En 2019 selon le ministère de l’Intérieur, le nombre de premiers titres de séjour délivré pour raison familiale était de 90 502 soit 32 ,6 % des motifs d’entrée. 46 942 étaient attribués au titre de famille de Français, dont 36 891 à des conjoints de Français.

En 2019, l’origine nationale des premiers titres de séjour accordé pour motif familial était : l’Algérie (17 887) , le Maroc ( 14 299), la Tunisie (8 179). 

Pour la démographe Michèle Tribalat, le contrôle des flux migratoires échapperait aux autorités du fait d’un "auto engendrement" de l’immigration familiale. Pourtant cette immigration répond au droit français et européen. Elle est le reflet de l’importance des flux migratoires passés et traduit aussi l’histoire des liens tissés entre la France et d’autres pays, comme elle pourrait aussi correspondre à une adaptation aux durcissements des conditions d’entrée en France.

Solde migratoire

Le solde migratoire  (voir un article de l’Institut Convergences Migrations à ce sujet)  permet d’apprécier la différence entre les entrées et les départs des étrangers. Il n’existe pas en France de statistiques officielles permettant de mesurer le nombre exact des sorties. Pour autant, selon les estimations de l’Insee, entre 1980 et 2010, le solde migratoire était en moyenne de 65 000 par an, soit un millième de la population totale de la France.

Entre 2006 et 2019, le nombre d'immigrés arrivés en France est passé de 193 400 à 272 400. Selon l’Insee, les sorties d’immigrés sont relativement modestes au regard de leurs entrées. En moyenne, quatre immigrés entrent sur le territoire lorsqu’un en sort. Il s’agit essentiellement d’étudiants étrangers quittant la France à la fin de leurs études, de départs à l’issue d’une période d’emploi de quelques années ou encore de retours au pays à la retraite. Au total, le solde migratoire des immigrés a baissé légèrement entre 2006 (+ 164 000) et 2009 (+ 133 000) avant de croître pour atteindre + 198 000 personnes en 2017. 

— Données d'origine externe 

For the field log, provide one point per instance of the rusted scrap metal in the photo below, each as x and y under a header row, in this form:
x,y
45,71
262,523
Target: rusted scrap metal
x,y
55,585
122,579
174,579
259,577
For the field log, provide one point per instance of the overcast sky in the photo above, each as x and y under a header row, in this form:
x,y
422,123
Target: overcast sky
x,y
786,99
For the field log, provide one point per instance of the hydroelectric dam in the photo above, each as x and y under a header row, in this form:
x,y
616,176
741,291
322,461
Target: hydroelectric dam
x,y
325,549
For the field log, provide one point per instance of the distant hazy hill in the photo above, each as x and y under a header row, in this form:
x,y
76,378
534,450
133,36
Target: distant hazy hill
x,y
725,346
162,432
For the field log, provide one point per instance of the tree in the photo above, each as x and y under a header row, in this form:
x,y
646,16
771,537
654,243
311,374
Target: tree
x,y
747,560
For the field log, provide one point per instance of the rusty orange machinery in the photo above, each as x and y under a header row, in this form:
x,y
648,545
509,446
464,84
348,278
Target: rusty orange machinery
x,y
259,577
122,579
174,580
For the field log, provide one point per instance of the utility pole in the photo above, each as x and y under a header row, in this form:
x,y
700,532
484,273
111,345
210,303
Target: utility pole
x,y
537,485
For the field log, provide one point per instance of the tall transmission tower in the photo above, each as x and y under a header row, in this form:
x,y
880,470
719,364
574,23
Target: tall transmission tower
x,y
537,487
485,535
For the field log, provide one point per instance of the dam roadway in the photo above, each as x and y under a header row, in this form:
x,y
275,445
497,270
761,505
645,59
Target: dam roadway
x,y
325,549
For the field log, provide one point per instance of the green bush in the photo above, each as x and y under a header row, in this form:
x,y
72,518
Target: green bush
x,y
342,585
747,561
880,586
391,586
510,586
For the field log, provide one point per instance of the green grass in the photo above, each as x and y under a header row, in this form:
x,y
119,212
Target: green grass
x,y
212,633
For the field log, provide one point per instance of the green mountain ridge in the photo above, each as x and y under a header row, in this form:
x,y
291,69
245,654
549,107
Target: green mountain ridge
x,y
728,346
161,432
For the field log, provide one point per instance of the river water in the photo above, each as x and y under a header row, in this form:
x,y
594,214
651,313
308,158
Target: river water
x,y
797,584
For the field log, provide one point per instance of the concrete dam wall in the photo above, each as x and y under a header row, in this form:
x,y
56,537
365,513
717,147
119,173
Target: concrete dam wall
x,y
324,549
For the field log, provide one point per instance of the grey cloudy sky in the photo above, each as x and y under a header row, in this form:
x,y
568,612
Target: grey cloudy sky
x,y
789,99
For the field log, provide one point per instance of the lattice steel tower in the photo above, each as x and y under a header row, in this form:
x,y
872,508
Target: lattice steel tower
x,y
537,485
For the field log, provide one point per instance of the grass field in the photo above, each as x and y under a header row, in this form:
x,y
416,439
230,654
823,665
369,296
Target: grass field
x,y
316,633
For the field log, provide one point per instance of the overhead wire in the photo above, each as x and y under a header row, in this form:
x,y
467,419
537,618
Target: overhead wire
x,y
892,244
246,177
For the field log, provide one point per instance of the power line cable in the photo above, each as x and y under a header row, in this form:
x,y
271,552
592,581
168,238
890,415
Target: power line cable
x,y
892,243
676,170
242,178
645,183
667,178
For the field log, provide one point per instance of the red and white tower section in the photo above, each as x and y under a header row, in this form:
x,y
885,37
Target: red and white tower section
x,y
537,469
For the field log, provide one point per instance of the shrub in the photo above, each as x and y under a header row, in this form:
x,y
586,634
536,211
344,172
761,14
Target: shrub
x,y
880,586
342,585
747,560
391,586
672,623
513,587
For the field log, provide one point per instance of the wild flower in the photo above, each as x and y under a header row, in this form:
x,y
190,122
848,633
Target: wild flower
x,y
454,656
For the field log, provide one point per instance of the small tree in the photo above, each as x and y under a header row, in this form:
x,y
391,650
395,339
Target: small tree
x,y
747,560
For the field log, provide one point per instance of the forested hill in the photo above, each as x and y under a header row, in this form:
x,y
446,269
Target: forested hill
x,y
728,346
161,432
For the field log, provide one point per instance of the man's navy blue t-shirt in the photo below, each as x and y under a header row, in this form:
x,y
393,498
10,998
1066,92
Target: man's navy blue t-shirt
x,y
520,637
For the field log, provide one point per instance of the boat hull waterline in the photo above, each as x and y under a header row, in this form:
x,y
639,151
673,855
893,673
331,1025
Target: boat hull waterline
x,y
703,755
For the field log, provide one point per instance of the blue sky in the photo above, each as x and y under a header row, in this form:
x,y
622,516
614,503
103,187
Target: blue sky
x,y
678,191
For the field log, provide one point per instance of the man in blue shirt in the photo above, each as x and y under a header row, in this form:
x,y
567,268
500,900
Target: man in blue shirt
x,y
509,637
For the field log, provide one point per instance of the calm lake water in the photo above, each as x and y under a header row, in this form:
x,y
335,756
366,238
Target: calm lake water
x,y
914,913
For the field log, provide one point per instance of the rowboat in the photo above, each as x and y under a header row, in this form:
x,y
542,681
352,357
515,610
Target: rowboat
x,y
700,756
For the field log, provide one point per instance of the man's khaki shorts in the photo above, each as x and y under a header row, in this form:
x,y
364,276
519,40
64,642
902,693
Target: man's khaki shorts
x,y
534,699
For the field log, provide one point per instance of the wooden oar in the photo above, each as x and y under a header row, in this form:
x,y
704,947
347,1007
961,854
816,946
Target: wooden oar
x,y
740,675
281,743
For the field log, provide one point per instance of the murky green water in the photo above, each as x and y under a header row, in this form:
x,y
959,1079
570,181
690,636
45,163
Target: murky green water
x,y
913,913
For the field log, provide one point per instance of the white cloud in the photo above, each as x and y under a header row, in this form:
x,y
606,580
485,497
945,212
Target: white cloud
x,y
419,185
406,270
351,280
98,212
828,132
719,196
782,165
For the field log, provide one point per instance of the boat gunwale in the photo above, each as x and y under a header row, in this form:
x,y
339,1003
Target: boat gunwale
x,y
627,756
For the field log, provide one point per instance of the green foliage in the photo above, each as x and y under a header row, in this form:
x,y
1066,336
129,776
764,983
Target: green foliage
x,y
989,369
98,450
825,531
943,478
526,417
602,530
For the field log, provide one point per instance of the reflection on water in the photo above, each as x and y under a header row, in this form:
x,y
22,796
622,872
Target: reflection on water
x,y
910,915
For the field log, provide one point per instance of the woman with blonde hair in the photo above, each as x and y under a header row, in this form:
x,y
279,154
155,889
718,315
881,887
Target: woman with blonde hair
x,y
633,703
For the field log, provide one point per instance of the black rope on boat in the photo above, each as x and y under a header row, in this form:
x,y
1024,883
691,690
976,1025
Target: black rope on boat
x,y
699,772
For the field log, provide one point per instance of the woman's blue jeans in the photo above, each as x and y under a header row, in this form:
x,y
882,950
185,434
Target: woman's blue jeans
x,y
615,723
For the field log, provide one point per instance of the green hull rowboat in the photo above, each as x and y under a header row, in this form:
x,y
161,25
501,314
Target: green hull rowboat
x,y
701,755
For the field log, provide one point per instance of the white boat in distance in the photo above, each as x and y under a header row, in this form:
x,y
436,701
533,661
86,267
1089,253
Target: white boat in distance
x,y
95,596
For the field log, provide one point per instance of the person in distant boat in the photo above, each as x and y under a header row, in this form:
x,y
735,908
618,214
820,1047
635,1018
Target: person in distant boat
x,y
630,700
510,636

Ceci étant, pour l’historien Gérard Noiriel, "plus de la moitié des étrangers qui ont séjourné sur le territoire français ont fini par retourner dans leur pays ou ont émigré ailleurs" (cf. Immigration, antisémitisme et racisme en France. XIXe-XXe siècles. Discours publics, humiliations privées, p.527, Hachette Pluriel, 2009). De même, selon l’OCDE, 40% des migrants retournent chez eux dans les cinq ans qui suivent leur arrivée. Si les migrations restent en partie des migrations « de peuplement », elles se prêtent aussi à la libre circulation, aux aller et aux retours.